現代では古文を話すことも聴くことも書くこともしません。教科書やテキスト、書物などで読むだけですよね。
もちろん、テストで問われるのは読み取る力だけです。
英語だろうが韓国語だろうが、
書く、読む、話す、聴く。
言語習得にはこれら4つの力が必要不可欠。日本語も然りです。
それなのに「読む力」だけ育てるなんてそもそも無理があるのです。
私は元々古文講師でした。
生徒たちに古文嫌いを何とか克服してもらおうと、当時は試行錯誤したものです。
現代ではすでに失われた言語。
話すことも聴くこともできないけれど、せめて書くトレーニングをしたらどうか?
私はそう考えて、生徒たちに「古文作文」を課してみました。
その結果…真面目に続けた生徒は明らかに古文が読めるようになったのです。

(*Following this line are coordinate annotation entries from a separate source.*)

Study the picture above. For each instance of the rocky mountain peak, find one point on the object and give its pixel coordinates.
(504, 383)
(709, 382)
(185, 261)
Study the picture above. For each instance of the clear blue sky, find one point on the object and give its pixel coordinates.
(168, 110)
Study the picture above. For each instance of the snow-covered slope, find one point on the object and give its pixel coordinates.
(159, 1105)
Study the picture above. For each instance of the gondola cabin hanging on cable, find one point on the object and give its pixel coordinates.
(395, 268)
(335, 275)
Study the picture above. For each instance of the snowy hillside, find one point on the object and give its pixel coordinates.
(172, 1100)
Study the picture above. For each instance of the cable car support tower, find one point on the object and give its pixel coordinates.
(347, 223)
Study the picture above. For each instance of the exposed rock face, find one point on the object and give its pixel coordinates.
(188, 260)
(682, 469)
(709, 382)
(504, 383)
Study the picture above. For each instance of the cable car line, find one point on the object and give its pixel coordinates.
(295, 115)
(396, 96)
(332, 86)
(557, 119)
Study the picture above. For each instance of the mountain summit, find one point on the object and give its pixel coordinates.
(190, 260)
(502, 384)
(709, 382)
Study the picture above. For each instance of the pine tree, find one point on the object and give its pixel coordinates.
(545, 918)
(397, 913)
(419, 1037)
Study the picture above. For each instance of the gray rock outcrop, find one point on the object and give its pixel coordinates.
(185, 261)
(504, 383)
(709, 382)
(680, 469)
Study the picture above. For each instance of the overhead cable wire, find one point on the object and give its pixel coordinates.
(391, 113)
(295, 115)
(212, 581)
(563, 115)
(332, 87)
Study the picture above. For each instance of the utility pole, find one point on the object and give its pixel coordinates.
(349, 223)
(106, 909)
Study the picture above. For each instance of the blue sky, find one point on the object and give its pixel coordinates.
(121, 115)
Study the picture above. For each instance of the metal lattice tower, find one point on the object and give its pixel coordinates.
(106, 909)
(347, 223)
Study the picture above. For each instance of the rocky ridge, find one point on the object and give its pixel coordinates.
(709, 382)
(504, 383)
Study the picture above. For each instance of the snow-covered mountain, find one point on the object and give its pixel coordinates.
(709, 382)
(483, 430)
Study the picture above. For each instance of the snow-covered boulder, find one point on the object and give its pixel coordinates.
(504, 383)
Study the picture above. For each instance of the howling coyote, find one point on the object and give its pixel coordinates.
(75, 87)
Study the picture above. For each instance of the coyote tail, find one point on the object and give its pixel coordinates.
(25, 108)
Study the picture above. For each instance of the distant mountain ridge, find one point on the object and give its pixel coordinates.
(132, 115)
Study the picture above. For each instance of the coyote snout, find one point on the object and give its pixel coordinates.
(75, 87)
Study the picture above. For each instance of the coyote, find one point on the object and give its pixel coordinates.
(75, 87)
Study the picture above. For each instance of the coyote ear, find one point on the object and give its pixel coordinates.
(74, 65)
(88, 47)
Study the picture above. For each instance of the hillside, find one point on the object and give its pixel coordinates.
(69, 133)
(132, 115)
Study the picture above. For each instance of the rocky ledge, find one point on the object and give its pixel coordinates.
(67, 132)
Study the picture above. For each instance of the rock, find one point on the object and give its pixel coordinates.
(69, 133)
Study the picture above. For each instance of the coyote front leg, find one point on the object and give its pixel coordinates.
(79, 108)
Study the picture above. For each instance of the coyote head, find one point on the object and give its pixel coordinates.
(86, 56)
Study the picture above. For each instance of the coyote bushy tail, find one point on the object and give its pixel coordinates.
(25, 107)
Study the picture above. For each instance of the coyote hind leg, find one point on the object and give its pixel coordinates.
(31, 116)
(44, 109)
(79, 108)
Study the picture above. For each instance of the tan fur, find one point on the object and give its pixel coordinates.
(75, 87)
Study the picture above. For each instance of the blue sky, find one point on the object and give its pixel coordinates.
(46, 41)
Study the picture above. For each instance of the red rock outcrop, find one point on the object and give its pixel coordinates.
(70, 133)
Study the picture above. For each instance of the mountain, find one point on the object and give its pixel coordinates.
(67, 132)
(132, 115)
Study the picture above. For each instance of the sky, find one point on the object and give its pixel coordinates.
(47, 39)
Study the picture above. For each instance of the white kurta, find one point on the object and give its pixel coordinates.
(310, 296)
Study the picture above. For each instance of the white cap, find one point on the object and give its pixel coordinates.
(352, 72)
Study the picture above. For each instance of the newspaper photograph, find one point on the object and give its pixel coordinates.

模試で45くらいの偏差値が60台まで伸びた子すらいました。
読めるようになるためには書くこと。その「バランス」がやはり重要だったのです。
その後もたくさんの生徒を指導する中で、この古文作文は非常に有効なトレーニングだと自信を持って言えるようになりました。
やり方は単純。
覚えた単語や文法を使って、古文で文章を作ってみることです。
最初は短文から始め、徐々に長くしていきます。
1日1文でいいので、その日あったことを古文作文してみるのも良いですね。現代語が一部入っても全く構いません。
例えばこんな感じに!
今日、友だちと会ってワッフルを食べた。
けふ、友と会ひて「わつふる」を食ひたり。
慣れてきたら次のような古文作文も書けるようになります。
今回は「枕草子」風にいってみますね。
『心はしるとき』(坂本明美 作)
ゆかしき甘味を買ひて帰りゆくとき。
車より遠出せむほどにぞ用ふべけれと、楽貸す店にて聞かまほしき歌をとかく選り出づるとき。
浜辺にてあはれなる石を拾ひたるとき。
我が子に、あらたき書の買ひて程無きを読みて聞かするとき。
教へ子の「げにやげに」とおどろきたらむ顔しつるとき。
現代誤訳
『ワクワクする時』(坂本明美作)
おいしいスイーツを買って帰る時。
ドライブする時にかけようと、レンタルショップで聴きたい曲をあれこれ選んでいる時。
浜辺でキレイな石を拾った時。
我が子に買ったばかりの新しい本を読んで聞かせる時。
生徒が「なるほど~!!」と、はっと気付いたような顔をした時。